Wally stroked his goatee, eyebrows furled like question marks. T. Hunter Price adjusted his tie. Dougherty looked from face to face like an eager puppy.

“Does the station here have any 30 April assets, Wally?” the ambassador inquired.

“A few, sir.”

“What’s ‘a few,’ Wally? Exactly?”

“Two,” the Chief of Station conceded. “In the developmental stage.”

“Which means you’ve got squat,” muttered T. Hunter Price.

“We’ve got a woman who works in the Berlin office of VaccuGen, Krucevic’s main front company,” Wally shot back. “She’s not on the payroll, which means she hasn’t been vetted, and I’m not at liberty to discuss her particulars. But one of my officers has been developing her for months.”

“And?”

“Fred is still trying to make contact.”

Price threw up his hands in mute eloquence.

“What about the other recruit?” Caroline asked.

“He’s a different kettle of fish. Brilliant, oddball, and an unreconciled Communist. Krucevic wants to own
him, but our guy thinks Krucevic is poison. He cracks security systems for a living.”

“So how’d he come to us?” Caroline asked.

“He applied for an embassy job.

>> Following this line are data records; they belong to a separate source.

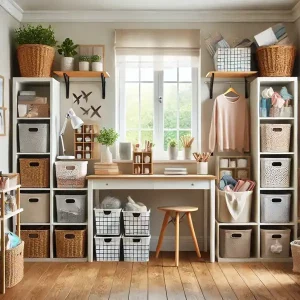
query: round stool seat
[157,206,198,212]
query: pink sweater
[209,94,250,153]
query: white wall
[0,7,20,172]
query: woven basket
[0,242,24,288]
[55,229,86,258]
[17,44,55,77]
[21,229,50,258]
[257,46,296,77]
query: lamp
[57,108,83,159]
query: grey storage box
[260,227,291,258]
[55,195,86,223]
[21,193,50,223]
[220,228,252,258]
[260,194,291,223]
[18,123,49,153]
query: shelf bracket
[64,73,70,99]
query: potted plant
[15,25,57,77]
[79,55,90,71]
[97,127,119,164]
[91,55,103,72]
[57,38,78,71]
[169,139,178,160]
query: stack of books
[164,168,188,175]
[94,162,121,175]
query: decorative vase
[79,61,90,71]
[60,57,74,71]
[92,61,103,72]
[101,145,112,164]
[169,147,178,160]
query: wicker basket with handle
[55,229,86,258]
[17,44,55,77]
[257,45,296,77]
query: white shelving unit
[13,77,87,262]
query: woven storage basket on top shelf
[257,45,296,77]
[55,229,86,258]
[21,229,50,258]
[0,242,24,288]
[17,44,55,77]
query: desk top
[86,174,217,180]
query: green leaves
[97,127,119,146]
[57,38,78,57]
[15,25,57,47]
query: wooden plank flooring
[0,252,300,300]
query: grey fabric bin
[260,194,291,223]
[18,123,49,153]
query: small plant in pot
[91,55,103,72]
[97,127,119,164]
[57,38,78,71]
[79,55,90,71]
[168,139,178,160]
[15,25,57,77]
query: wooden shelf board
[206,71,258,78]
[53,71,110,78]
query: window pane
[141,83,154,129]
[163,83,177,128]
[125,83,139,128]
[178,83,192,128]
[179,68,192,81]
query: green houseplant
[91,55,103,72]
[97,127,119,164]
[79,55,90,71]
[57,38,78,71]
[15,25,57,77]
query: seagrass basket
[257,45,296,77]
[17,44,55,77]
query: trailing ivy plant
[57,38,78,57]
[97,127,119,146]
[15,24,57,47]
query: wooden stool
[156,206,201,267]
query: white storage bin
[123,210,150,236]
[260,194,291,223]
[55,161,88,188]
[260,228,291,258]
[21,193,50,223]
[216,190,253,223]
[220,228,252,258]
[260,124,292,152]
[260,158,291,188]
[94,235,121,261]
[94,208,122,235]
[123,236,151,262]
[18,123,49,153]
[55,195,87,223]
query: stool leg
[156,212,170,258]
[175,212,179,267]
[186,212,201,257]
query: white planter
[101,145,112,164]
[92,61,103,72]
[79,61,90,71]
[60,57,74,71]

As a security expert.”

“Fascinating,” burbled T. Hunter Price. “You just brought this crook in, I suppose, to discuss your mutually shady pursuits over a glass of Schultheiss. And in the process, you probably gave away the embassy’s fiber optics and security installations, Wally, to no less a personage than 30 April’s chief safecracker. I congratulate you, friend. I really do.”

“Horse pucky,” the station chief said. “I didn’t interview him at the embassy.” But he had flushed an angry red.

“Have you talked to him since the bombing?” Tom Shephard was rigid with interest.

“Last night. I didn’t tell him why we wanted Krucevic.” Wally glanced around the table. “Nobody in Berlin knows for a fact that 30 April did the Brandenburg, much less the Vice President, so I made it a fairly general query. But my guy thinks Mlan is headed for Hungary. Krucevic told him to get to Budapest and await instructions. I asked him nicely to keep us informed.”

Budapest
, Caroline thought.
I’m wasting my time here in Berlin.

“So this asset of yours is working for the terrorists.” Shephard was scowling.

“He’s not an asset. He’s a developmental.”

“Which means you’re not paying him.”

“Not formally. No.”

“But you’re considering placing him on your payroll. A borderline criminal who consorts with terrorists.”